Information Governance and Predictive Coding


Predictive coding, also known as computer assisted coding and technology assisted review, all refer to the act of using computers and software applications which use machine learning algorithms to enable a computer to learn from records presented it (usually from human attorneys) as to what types of content are potentially relevant to a given legal matter. After a sufficient number of examples are provided by the attorneys, the technology is given access to the entire potential corpus (records/data) to sort through and find records that, based on its “learning”, are potentially relevant to the case.

This automation can dramatically reduce costs due to the fact that computers, instead of attorneys conduct the first pass culling of potentially millions of records.

Predictive coding has several very predictable dependencies that need to be addressed to be accepted as a useful and dependable tool in the eDiscovery process. First, which documents/records are used and who chooses them to “train the system”? This training selection will almost always be conducted by attorneys involved with the case.

The second dependency revolves around the number of documents used for the training. How many training documents are needed to provide the needed sample size to enable a dependable process?

And most importantly, do the parties have access to all potentially relevant documents in the case to draw the training documents from? Remember, potentially relevant documents can be stored anywhere. For predictive coding, or any other eDiscovery process to be legally defensible, all existing case related documents need to be available. This requirement highlights the need for effective information management by all in a given organization.

As the courts adopt, or at least experiment with predictive coding, as Judge Peck did in Monique Da Silva Moore, et al., v. Publicis Groupe & MSL Group, Civ. No. 11-1279 (ALC)(AJP) (S.D.N.Y. February 24, 2012, an effective information management program will become key to he courts adopting this new technology.

Advertisement

The ROI of Information Management


Information, data, electronically stored information (ESI), records, documents, hard copy files, email, stuff—no matter what you call it; it’s all intellectual property that your organization pays individuals to produce, interpret, use and export to others. After people, it’s a company’s most valuable asset, and it has many CIOs, GCs and others responsible asking: What’s in that information; who controls it; and where is it stored?

In simplest terms, I believe that businesses exist to generate and use information to produce revenue and profit.  If you’re willing to go along with me and think of information in this way as a commodity, we must also ask: How much does it cost to generate all that information? And, what’s the return on investment (ROI) for all that information?

The vast majority of information in an organization is not managed, not indexed, not backed up and, as you probably know or could guess, is rarely–if ever–accessed. Consider for a minute all the data in your company that is not centrally managed and  not easily available. This data includes backup tapes, share drives, employee hard disks, external disks, USB drives, CDs, DVDs, email attachments  sent outside the organization and hardcopy documents hidden away in filing cabinets.

Here’s the bottom line: If your company can’t find information or  doesn’t know what it contains, it is of little value. In fact, it’s valueless.

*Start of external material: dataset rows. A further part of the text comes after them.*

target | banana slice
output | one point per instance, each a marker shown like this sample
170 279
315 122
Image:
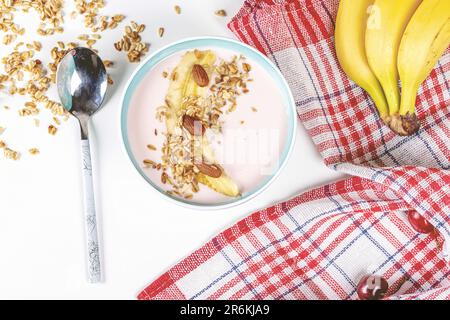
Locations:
183 85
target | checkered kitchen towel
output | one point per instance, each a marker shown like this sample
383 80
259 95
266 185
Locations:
320 244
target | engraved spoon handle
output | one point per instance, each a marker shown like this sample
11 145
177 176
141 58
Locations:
92 245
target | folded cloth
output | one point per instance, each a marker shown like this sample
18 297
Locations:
320 244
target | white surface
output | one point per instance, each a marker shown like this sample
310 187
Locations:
41 217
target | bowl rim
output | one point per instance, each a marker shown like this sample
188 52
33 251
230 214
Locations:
266 184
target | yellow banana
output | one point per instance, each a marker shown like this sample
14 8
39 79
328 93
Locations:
385 26
350 49
426 38
181 86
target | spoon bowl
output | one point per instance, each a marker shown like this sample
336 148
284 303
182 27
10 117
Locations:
82 82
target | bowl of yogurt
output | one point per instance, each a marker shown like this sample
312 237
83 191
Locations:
208 122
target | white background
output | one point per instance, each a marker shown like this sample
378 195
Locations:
41 230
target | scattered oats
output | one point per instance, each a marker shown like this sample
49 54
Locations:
56 121
246 67
34 151
161 32
90 43
131 42
118 18
108 63
149 163
221 13
52 130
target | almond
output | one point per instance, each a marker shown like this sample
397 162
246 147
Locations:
200 75
193 125
211 170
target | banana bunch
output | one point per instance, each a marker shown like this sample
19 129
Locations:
379 42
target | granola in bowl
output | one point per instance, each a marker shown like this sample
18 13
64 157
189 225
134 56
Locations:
207 125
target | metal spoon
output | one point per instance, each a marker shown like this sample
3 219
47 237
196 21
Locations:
82 83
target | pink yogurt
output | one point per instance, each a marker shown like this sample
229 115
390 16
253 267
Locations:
252 142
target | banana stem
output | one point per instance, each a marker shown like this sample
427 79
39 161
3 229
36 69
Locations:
380 101
408 102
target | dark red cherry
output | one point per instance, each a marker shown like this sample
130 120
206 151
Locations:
372 288
419 223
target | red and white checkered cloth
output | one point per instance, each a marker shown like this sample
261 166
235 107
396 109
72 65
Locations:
321 243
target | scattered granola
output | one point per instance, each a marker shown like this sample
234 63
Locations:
52 130
161 32
34 151
11 154
221 13
181 160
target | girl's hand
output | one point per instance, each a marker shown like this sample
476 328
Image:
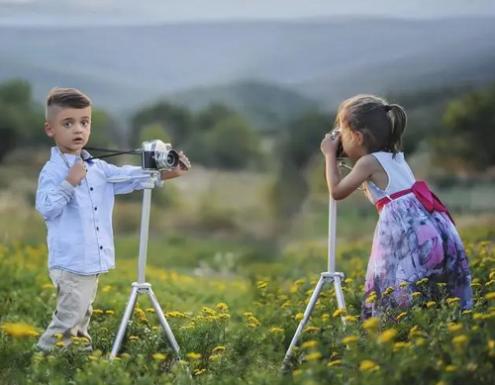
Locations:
330 143
182 168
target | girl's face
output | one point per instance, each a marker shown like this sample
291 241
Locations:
352 143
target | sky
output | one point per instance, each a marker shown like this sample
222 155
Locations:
33 12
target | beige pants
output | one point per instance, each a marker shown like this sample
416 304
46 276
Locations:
75 296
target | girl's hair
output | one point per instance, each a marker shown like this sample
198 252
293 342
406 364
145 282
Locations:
381 124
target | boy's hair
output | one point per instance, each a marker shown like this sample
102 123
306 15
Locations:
66 98
381 124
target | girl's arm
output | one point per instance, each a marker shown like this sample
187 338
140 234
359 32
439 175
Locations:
339 187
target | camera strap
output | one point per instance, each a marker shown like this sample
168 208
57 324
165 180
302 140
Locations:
109 152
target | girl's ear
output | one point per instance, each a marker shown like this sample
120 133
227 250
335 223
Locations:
359 137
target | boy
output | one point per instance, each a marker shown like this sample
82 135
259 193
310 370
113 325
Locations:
76 200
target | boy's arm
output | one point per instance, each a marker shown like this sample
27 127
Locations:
52 195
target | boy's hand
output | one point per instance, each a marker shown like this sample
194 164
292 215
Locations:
330 143
77 173
181 169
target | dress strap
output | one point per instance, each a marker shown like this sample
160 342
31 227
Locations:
424 195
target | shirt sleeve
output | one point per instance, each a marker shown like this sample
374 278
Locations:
52 195
133 178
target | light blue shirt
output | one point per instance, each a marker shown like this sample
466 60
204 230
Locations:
79 219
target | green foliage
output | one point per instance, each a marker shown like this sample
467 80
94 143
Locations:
469 123
297 147
234 330
21 121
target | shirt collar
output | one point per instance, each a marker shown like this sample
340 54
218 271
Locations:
70 159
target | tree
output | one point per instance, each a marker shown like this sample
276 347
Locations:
469 132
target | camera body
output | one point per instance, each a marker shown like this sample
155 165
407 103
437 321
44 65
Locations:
157 155
340 149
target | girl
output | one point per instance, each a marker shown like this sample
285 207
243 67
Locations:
416 245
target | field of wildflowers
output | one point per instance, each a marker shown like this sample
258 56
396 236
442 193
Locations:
235 330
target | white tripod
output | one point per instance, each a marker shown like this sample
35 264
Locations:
326 277
141 286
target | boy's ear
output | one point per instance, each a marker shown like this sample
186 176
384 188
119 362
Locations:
48 129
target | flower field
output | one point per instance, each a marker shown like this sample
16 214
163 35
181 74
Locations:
235 330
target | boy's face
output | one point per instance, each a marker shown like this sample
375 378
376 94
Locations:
69 127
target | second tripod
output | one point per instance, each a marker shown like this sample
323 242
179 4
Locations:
328 276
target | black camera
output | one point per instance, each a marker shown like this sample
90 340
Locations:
340 149
157 155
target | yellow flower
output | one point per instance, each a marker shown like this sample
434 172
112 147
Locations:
338 312
314 356
208 311
372 297
218 349
193 356
401 315
199 372
368 366
175 314
388 291
422 281
333 363
19 329
299 316
309 344
159 357
430 304
371 323
261 284
222 306
215 357
452 300
490 296
401 345
387 336
460 341
350 340
454 327
312 329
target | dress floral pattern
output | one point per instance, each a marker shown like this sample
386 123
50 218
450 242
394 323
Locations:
414 250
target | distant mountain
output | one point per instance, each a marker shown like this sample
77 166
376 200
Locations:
123 67
268 106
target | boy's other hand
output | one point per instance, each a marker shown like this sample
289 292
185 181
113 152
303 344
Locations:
77 173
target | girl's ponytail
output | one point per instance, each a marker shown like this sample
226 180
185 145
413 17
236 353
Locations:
398 120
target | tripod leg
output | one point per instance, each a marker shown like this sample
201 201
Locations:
307 314
164 323
340 295
123 323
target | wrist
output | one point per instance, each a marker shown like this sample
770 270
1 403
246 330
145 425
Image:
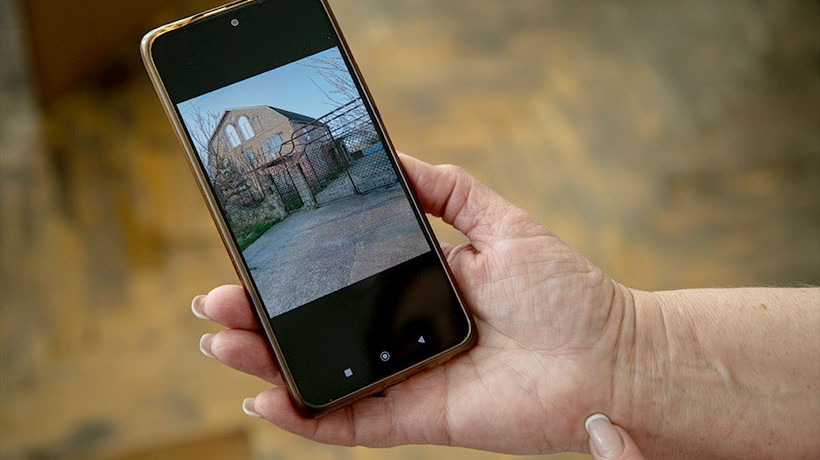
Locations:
636 393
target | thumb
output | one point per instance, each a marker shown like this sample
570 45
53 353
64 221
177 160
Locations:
610 442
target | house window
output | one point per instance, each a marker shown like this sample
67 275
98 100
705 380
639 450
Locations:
273 145
245 128
233 138
248 154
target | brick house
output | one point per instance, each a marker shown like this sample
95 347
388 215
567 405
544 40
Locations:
250 146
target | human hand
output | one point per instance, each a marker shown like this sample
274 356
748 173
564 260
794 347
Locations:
548 322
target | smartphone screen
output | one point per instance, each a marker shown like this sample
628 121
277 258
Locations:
303 182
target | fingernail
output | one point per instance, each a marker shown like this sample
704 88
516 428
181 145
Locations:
606 439
248 406
205 345
196 307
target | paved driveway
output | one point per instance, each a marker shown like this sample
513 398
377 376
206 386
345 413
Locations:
313 253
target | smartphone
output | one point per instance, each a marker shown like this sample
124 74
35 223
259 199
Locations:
300 176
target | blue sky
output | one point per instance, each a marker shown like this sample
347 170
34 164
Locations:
295 87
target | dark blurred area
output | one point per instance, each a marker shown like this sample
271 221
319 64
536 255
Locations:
675 144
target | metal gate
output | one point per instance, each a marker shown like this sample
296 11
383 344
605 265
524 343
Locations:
284 186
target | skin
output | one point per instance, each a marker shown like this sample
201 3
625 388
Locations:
560 340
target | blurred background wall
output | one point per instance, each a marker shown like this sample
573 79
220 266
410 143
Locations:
675 144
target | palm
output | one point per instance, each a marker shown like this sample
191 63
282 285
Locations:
541 313
531 365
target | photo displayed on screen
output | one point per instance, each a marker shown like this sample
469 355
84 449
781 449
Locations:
304 180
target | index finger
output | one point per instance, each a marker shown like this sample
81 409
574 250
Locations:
229 306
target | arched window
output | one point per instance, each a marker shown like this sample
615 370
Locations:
273 146
245 128
233 138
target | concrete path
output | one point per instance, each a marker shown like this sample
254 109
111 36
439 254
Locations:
313 253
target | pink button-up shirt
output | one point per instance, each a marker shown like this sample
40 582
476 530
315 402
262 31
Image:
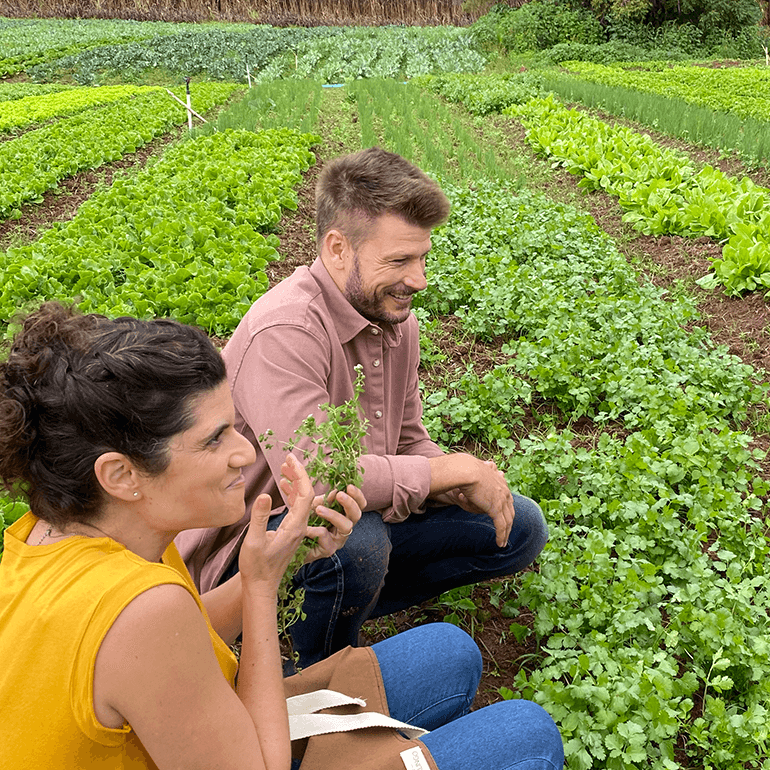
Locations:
294 350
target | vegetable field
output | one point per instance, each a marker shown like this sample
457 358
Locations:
595 319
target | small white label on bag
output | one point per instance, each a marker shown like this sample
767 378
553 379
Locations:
414 759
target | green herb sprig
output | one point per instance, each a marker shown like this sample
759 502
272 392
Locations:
331 460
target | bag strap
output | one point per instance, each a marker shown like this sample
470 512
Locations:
305 722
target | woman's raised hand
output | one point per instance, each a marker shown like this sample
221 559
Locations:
331 540
265 555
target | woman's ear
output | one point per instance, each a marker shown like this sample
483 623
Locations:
117 476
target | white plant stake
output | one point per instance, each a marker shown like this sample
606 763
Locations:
186 106
189 105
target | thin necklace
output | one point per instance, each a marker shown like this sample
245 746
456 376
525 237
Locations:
46 534
48 531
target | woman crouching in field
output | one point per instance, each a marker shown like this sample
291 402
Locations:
121 435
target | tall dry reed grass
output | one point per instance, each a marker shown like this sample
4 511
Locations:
278 12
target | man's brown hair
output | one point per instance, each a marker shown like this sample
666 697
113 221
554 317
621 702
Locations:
353 190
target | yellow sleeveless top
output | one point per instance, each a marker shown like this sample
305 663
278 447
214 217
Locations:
57 603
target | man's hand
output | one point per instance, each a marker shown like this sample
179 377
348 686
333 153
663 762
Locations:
475 485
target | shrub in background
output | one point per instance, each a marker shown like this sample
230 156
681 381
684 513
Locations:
536 26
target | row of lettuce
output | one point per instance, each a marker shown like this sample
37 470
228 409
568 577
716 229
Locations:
662 191
37 160
651 601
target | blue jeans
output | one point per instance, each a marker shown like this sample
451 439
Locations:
385 568
431 674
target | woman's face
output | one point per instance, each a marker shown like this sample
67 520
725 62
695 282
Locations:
202 485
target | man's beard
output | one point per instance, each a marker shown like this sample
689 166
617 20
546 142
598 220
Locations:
371 305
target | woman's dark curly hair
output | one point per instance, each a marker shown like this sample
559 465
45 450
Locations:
75 386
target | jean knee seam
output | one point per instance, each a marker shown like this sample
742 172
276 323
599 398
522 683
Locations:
462 697
335 613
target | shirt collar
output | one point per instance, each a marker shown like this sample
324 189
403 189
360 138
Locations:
346 319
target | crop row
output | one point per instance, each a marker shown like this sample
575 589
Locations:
41 107
484 94
27 42
660 189
36 161
744 91
328 54
652 593
181 239
11 91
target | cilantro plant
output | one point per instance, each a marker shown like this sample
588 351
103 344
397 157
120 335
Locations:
331 459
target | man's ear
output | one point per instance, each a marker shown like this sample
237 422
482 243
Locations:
118 476
335 250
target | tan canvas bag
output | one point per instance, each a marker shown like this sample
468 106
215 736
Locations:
339 718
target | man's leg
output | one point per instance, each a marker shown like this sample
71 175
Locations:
340 591
448 547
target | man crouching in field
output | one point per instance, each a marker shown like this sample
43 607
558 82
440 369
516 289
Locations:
435 520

Now consider the amount of money the average company spends on an annual basis for the production, use and storage of information. These expenditures span:

  • Employee salaries. Most employees are in one way or another hired to produce, digest and act on information.
  • Employee training and day-to-day help-desk support.
  • Computers for each employee
  • Software
  • Email boxes
  • Share drives, storage
  • Backup systems
  • IT employees for data infrastructure support

In one way or another, companies exist to create and utilize information. So… do you know where all your information is and what’s in it? What’s your organization’s true ROI on the production and consumption of your information in your entire organization? How much higher could it be if you had complete control if it?

As an example, I have approximately 14.5 GB of Word documents, PDFs, PowerPoint files, spreadsheets, and other types of files in different formats that I’ve either created or received from others. Until recently, I had 3.65 GB of emails in my email box both on the Exchange server and mirrored locally on my hard disk. Now that I have a 480 MB mailbox limit imposed on me, 3.45 GB of those emails are now on my local hard disk only.

How much real, valuable information is contained in the collective 18 GB on my laptop? The average number of pages of information contained in 1 GB is conservatively 10,000. So 18 GB of files equals approximately 180,000 pages of information for a single employee that is not easily accessible or searchable by my organization. Now also consider the millions of pages of hardcopy records existing in file cabinets, microfiche and long term storage all around the company.

The main question is this: What could my organization do with quick and intelligent access to all of its employees’ information?

The more efficient your organization is in managing and using information, the higher the revenue and hopefully profit per employee will be.

Organizations need to be able to “walk the fence” between not impeding the free flow of information generation and sharing, and having a way for the organization as a whole to  find and use that information. Intelligent access to all information generated by an organization is key to effective information management.

Organizations spend huge sums of money to generate information…why not get your money’s worth? This future capability is the essence of true information management and much higher ROIs for your organization.